Filosofia: Você é extremamente sensível em como a Arquitetura influencia a vida das pessoas. O que achou de São Paulo com exemplo de catástrofe urbana?
Alain de Botton: Confesso que, apesar de ter adorado minha estada na cidade e muitas das pessoas que conheci lá, São Paulo é lamentável como amostra de planejamento urbano. O problema é tanto o layout das ruas quanto as formas, cor e distribuição dos edifícios. Tudo isso é, em última instância, um problema político: o Brasil tem alguns dos melhores urbanistas e arquitetos do mundo. Eles precisam simplesmente que lhes deem liberdade e poder para fazer seu trabalho.
Filosofia: Pelas suas entrevistas aqui no Brasil, você parece ter gostado mais do Rio e de Porto Alegre. O que estas cidades têm que falta a São Paulo?
Alain de Botton: O Rio é mais imediatamente sedutor: a presença do mar e das montanhas cria um pano de fundo extraordinariamente dramático. Mas levaria muito tempo para que eu realmente entendesse ambas as cidades e apreciasse suas qualidades. O problema com turistas são as opiniões instantâneas, às quais um escritor tem de resistir.

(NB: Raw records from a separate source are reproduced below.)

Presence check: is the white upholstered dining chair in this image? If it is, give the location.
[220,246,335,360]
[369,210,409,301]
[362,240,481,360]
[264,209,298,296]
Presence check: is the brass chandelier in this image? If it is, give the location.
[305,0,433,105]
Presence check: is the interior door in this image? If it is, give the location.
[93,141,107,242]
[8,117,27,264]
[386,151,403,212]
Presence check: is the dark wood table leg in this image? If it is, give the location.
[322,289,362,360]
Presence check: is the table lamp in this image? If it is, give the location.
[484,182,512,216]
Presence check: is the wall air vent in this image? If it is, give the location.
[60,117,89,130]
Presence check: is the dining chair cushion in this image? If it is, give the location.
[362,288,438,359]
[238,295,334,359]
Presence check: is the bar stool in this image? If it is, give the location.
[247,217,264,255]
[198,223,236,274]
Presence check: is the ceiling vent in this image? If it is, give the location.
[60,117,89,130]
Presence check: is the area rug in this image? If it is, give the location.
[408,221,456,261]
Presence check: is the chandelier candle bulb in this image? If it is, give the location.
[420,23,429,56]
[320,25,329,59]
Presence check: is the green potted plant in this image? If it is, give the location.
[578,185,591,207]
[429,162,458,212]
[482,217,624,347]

Filosofia: Parece que seu programa de TV sobre Arquitetura está, de alguma forma, levando uma mensagem elitista. Você defende com todas as forças um tipo de estética que tem a ver com modernidade e mostra exemplos de uma "boa Arquitetura" exemplificada, em sua maioria, com casas ricas, enquanto os "maus exemplos" são as casas pastiche de classe média. Como personalizar a casa de 7 bilhões de pessoas nesse sentido moderno? Você não concorda que a Arquitetura tem também o propósito velado de distinção entre os gostos de acordo com a posição social?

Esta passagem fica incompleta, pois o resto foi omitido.